Pts had a median age of 34.5 years (range, 20-63), 60.7% were female. The median time from cGvHD diagnosis to enrollment was 20.2 months (range, 2.7-101.7). 64.3% of pts had severe cGvHD. Pts had received a median of 4 prior systemic treatment (range, 1-9), including ruxolitinib (67.9%, n=19), ibrutinib (10.7%, n=3), and belumosudil (3.6%, n=1); with a median of 4 organs involved at baseline (range, 2-7). At data cutoff, median Tx duration was 8.4 weeks (range, 0.3-45.6) and 71.4% (20/28) pts remained on Tx.
In response assessable pts, responses were observed across all dose levels 5mg (1/1, 100%), 10mg (2/3, 66.7%), 20mg (11/19, 57.9%) and 25mg (1/3, 33.3%) with an overall 57.7% (15/26) ORR in total. ORRs were similar between moderate (66.7% [6/9]) and severe cGvHD pts (52.9% [9/17]). Responses were also seen in pts who prior received ibrutinib (33.3% [1/3]) and ruxolitinib (55.6% [10/18]) Tx. Specific organ responses were observed in nearly all evaluated organs.
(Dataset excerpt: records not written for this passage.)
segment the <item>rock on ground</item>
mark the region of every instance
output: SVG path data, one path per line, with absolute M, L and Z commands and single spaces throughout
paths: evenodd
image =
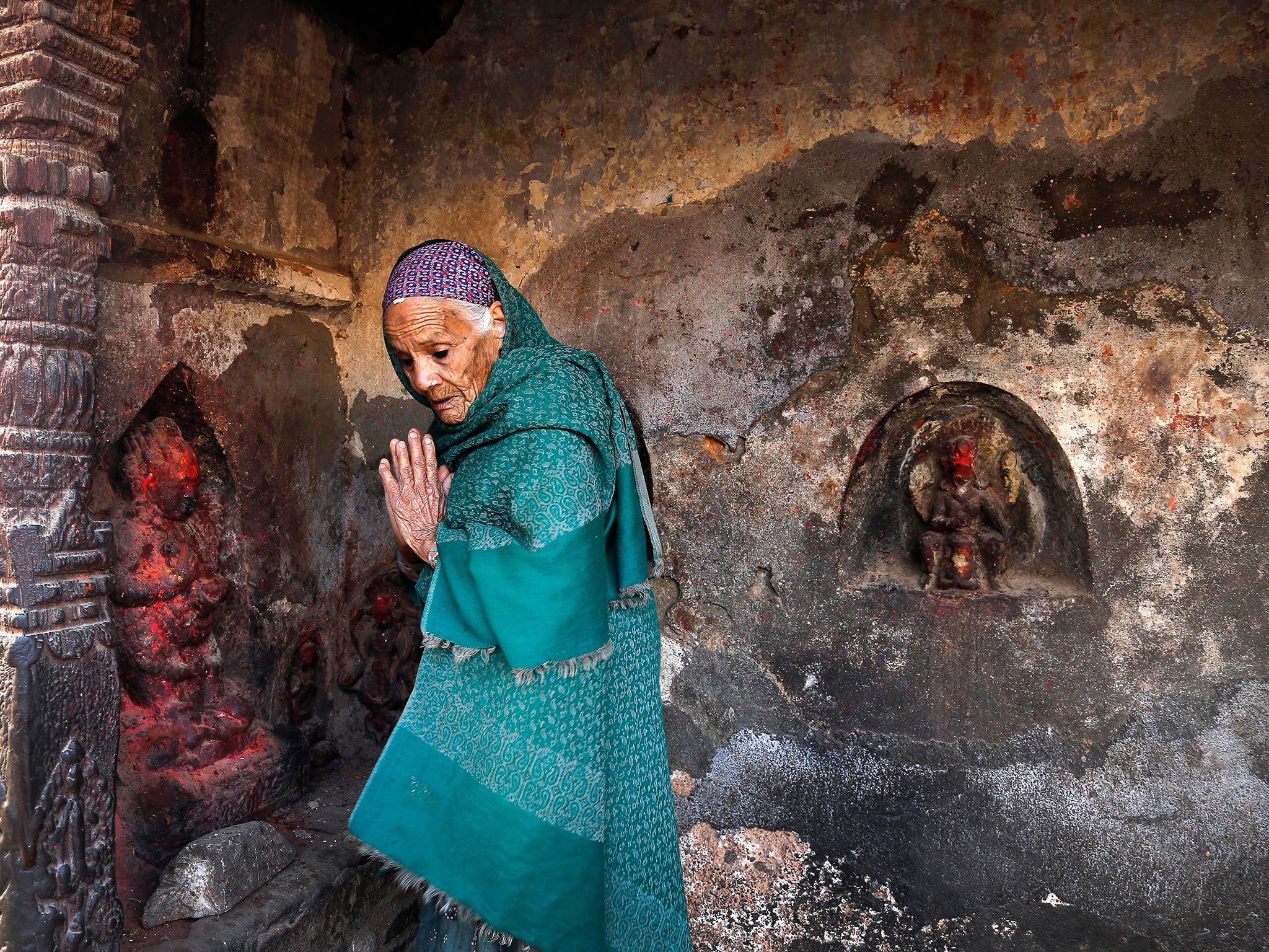
M 260 820 L 199 836 L 168 863 L 146 902 L 147 929 L 227 911 L 296 858 L 294 848 Z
The median TTR was 4 weeks. Median DOR and FFS were not reached. 38.5% (10/26) pts reported a ≥ 7-points improvement in the LSS score.
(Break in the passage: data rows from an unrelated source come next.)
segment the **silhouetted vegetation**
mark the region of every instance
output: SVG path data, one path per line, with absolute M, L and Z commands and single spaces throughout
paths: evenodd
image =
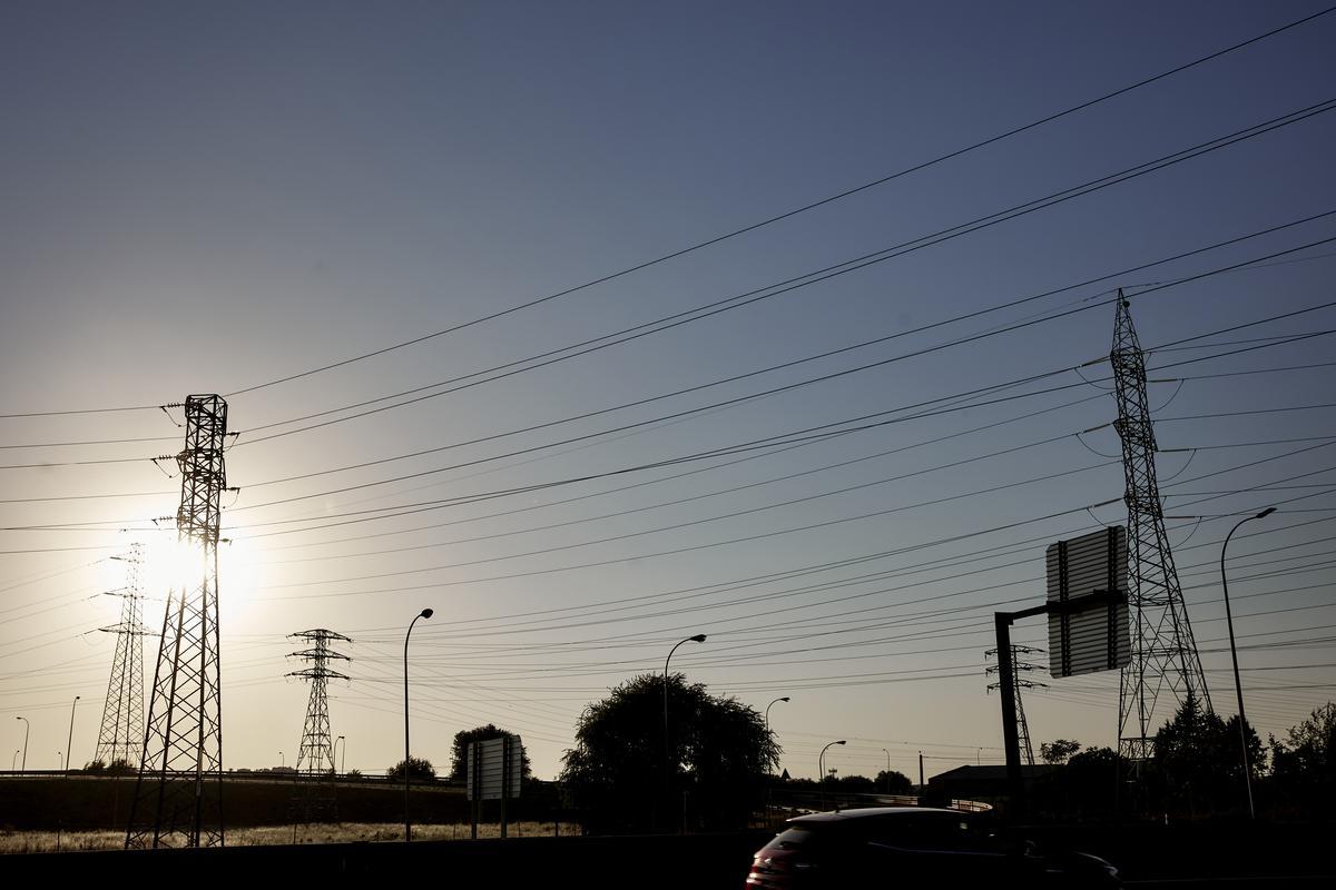
M 1271 739 L 1271 791 L 1276 809 L 1329 813 L 1336 794 L 1336 703 L 1313 710 L 1287 734 Z
M 1051 742 L 1045 742 L 1039 746 L 1039 759 L 1045 763 L 1055 766 L 1058 763 L 1066 763 L 1067 758 L 1081 750 L 1081 742 L 1073 742 L 1070 739 L 1053 739 Z
M 395 782 L 403 781 L 403 761 L 399 761 L 391 766 L 386 775 Z M 436 767 L 432 766 L 432 761 L 421 757 L 409 758 L 409 778 L 417 782 L 434 782 L 436 781 Z
M 561 781 L 596 831 L 744 827 L 764 802 L 779 746 L 755 709 L 668 678 L 643 674 L 589 705 L 576 725 Z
At the 20 mg, responses were reported not only in inflammation-dominated organs, including mouth (44.4%, 4/9), eyes (30.8%, 4/13) and liver (8.3%, 1/12), but also in fibrosis-dominated organs, including joints/fascia (60%, 6/10), skin (21.4%, 3/14, 1 scleroderma remission) and esophagus (16.7%, 1/6). Additionally, improvements in pulmonary function tests were observed over time.
Pimi was well tolerated, treatment emergent adverse events (TEAEs), grade ≥3 TEAEs, and serious TEAEs occurred in 78.6%, 35.7% and 21.4% of pts. The most common TEAEs (≥20%) including AST increased (39.3%), upper respiratory tract infection (32.1%), ALT increased (25%), GGT increased (21.4%). Grades ≥3 TEAEs (≥5%) including pneumonia (10.7%, n=3) and hypertension (7.1%, n=2). In dose levels ≥20 mg, several serum enzyme elevations were observed, predominantly grade 1 and characterized by a slowly accumulative increase before reaching stable. These elevations were not associated with liver or other end-organ injuries and typically required no intervention. The pattern of these elevations is consistent with other CSF-1R inhibitors, suggesting a liver macrophage-mediated clearance of these enzymes.
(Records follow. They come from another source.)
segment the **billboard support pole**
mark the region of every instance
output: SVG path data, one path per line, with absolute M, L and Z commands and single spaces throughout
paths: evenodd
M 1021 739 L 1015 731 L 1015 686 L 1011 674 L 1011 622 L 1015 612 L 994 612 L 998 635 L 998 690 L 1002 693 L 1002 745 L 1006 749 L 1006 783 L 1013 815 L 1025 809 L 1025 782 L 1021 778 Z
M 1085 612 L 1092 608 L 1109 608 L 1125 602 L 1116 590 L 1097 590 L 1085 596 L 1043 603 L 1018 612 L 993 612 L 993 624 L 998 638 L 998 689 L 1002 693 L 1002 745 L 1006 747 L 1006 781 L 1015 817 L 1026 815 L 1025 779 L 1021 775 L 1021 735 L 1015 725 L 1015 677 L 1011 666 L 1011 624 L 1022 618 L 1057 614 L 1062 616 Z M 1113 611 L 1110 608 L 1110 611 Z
The PK profile in cGVHD pts was similar to that of other indications. Significant PD changes including decrease in non-classical monocytes and increase in plasma CSF-1 levels were observed after Pimi Tx.
Conclusions
The efficacy and safety results are in favor of Pimi as a promising Tx option for cGvHD, addressing significant unmet medical needs, especially in heavily pre-treated pts. Further explorations are warranted to confirm these findings with long-term outcomes.
Disclosures: No relevant conflicts of interest to declare.